Por qué la ubicación importa más que la cantidad total

Las células de grasa visceral liberan una mezcla distinta de moléculas de señalización inflamatoria (citocinas como la IL-6 y el TNF-alfa) y ácidos grasos libres directamente en la vena porta, que va directa al hígado. Esa vía directa es una de las razones principales por las que la grasa visceral está más estrechamente ligada a la resistencia a la insulina, a triglicéridos elevados y a un mayor riesgo de enfermedad cardiovascular y diabetes tipo 2 que la grasa subcutánea con el mismo porcentaje de grasa corporal total. La grasa subcutánea, aunque no es metabólicamente inerte, sobre todo almacena energía sin enviar ni de lejos tanta señalización inflamatoria directamente a la circulación hepática.

Por qué dos personas con el «mismo» porcentaje de grasa pueden tener un riesgo muy distinto

Por eso el porcentaje de grasa corporal por sí solo es un indicador de salud incompleto: dos personas con exactamente un 20 % de grasa corporal pueden tener un riesgo cardiometabólico muy distinto según cómo se reparta esa grasa entre los compartimentos visceral y subcutáneo. La propia distribución de la grasa está influida por la genética, las hormonas sexuales (la grasa visceral, por ejemplo, tiende a aumentar tras la menopausia con la caída de estrógenos) y la edad, no solo por la dieta y el balance energético general.
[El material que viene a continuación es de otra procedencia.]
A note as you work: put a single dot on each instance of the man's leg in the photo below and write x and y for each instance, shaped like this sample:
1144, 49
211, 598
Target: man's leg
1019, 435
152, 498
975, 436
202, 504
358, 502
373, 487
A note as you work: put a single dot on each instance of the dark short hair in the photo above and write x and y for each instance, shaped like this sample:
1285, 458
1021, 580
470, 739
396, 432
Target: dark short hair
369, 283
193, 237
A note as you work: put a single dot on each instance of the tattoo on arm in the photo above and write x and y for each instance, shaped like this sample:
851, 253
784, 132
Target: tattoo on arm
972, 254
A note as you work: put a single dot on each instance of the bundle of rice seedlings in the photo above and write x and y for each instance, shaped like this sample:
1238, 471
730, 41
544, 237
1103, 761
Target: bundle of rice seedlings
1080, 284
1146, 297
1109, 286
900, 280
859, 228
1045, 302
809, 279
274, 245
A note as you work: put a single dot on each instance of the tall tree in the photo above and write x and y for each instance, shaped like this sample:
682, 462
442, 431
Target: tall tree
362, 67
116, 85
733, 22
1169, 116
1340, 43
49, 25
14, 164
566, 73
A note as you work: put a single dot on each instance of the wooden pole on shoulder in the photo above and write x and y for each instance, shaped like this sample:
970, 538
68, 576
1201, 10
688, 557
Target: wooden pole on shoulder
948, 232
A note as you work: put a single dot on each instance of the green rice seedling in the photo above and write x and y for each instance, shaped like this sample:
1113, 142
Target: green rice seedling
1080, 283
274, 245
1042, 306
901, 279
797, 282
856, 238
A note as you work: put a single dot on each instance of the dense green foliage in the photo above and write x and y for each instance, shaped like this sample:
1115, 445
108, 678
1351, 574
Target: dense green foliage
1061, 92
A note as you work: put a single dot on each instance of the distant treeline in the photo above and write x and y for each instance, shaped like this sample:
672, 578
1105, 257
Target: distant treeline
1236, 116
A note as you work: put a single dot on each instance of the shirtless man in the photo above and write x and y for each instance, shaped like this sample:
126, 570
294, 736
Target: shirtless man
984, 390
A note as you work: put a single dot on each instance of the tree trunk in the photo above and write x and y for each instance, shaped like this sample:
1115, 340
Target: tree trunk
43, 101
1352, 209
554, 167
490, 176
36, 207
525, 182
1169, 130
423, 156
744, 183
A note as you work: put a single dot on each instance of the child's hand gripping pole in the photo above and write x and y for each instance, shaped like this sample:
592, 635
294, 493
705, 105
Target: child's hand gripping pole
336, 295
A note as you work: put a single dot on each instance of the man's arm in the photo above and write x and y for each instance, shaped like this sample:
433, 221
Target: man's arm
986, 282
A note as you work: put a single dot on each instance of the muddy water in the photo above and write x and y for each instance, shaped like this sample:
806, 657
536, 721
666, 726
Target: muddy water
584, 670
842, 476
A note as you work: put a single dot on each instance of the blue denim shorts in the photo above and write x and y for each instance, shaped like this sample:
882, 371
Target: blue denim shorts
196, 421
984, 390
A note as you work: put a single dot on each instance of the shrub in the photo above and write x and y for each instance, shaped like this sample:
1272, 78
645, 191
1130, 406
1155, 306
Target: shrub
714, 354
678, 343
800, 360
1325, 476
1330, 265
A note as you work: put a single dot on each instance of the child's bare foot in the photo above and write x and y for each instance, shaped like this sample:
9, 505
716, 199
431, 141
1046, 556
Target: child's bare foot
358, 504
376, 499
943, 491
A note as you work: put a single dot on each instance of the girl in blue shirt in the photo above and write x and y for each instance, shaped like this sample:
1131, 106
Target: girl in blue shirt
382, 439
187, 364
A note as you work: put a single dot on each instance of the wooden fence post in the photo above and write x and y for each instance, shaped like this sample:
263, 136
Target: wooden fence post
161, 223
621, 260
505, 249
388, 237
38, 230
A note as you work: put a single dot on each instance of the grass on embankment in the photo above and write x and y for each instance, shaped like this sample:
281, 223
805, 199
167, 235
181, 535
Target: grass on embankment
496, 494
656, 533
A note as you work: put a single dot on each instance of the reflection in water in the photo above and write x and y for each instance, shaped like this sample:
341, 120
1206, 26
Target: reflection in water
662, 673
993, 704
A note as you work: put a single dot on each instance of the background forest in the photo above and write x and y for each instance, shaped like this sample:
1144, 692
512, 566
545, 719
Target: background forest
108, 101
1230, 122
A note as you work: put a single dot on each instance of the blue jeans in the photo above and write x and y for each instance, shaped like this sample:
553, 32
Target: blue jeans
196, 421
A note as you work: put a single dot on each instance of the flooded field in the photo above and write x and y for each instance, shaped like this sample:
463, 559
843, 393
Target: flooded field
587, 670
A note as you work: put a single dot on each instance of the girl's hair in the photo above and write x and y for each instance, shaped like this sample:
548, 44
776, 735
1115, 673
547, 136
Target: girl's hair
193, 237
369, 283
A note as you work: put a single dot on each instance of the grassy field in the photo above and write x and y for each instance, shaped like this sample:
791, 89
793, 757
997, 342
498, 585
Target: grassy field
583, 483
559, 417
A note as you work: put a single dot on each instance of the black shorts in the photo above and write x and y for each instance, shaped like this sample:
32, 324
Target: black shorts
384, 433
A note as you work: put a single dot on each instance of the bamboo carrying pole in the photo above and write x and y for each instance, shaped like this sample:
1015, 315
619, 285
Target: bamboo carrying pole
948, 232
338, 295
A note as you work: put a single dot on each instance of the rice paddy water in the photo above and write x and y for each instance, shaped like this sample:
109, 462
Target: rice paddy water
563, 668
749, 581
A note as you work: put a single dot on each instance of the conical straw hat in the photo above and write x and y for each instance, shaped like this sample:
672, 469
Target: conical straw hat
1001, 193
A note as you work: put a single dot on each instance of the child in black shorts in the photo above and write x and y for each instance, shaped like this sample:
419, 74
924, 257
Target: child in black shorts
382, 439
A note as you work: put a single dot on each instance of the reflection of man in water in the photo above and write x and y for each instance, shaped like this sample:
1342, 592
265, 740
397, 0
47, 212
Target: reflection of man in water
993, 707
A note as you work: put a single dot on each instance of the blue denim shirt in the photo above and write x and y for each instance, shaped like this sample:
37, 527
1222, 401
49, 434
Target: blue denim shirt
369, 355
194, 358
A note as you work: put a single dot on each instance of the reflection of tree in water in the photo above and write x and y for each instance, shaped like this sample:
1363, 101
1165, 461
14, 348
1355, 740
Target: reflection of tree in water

Un indicador práctico sencillo

Como la grasa visceral no es algo que se pueda pellizcar o medir en casa, el perímetro de cintura en relación con la altura es un indicador razonable y bien estudiado: una relación cintura-altura por encima de aproximadamente 0,5 (perímetro de cintura mayor que la mitad de la altura) se asocia a una grasa visceral y un riesgo metabólico notablemente más altos, incluso cuando la báscula y el porcentaje de grasa corporal general parecen razonables. Es una señal de alerta mucho más útil que el peso solo para esta cuestión concreta.

En la práctica

La actividad física regular, y en especial el entrenamiento de fuerza combinado con cardio, es desproporcionadamente eficaz para reducir la grasa visceral en comparación con la subcutánea: la grasa visceral responde rápido a un entrenamiento constante, a veces produciendo una bajada notable del perímetro de cintura y de los marcadores de salud incluso antes de que cambie mucho el peso en la báscula. Si el objetivo real es reducir el riesgo para la salud y no solo mover una cifra en la báscula, seguir el perímetro de cintura junto con el peso es una señal de progreso mejor.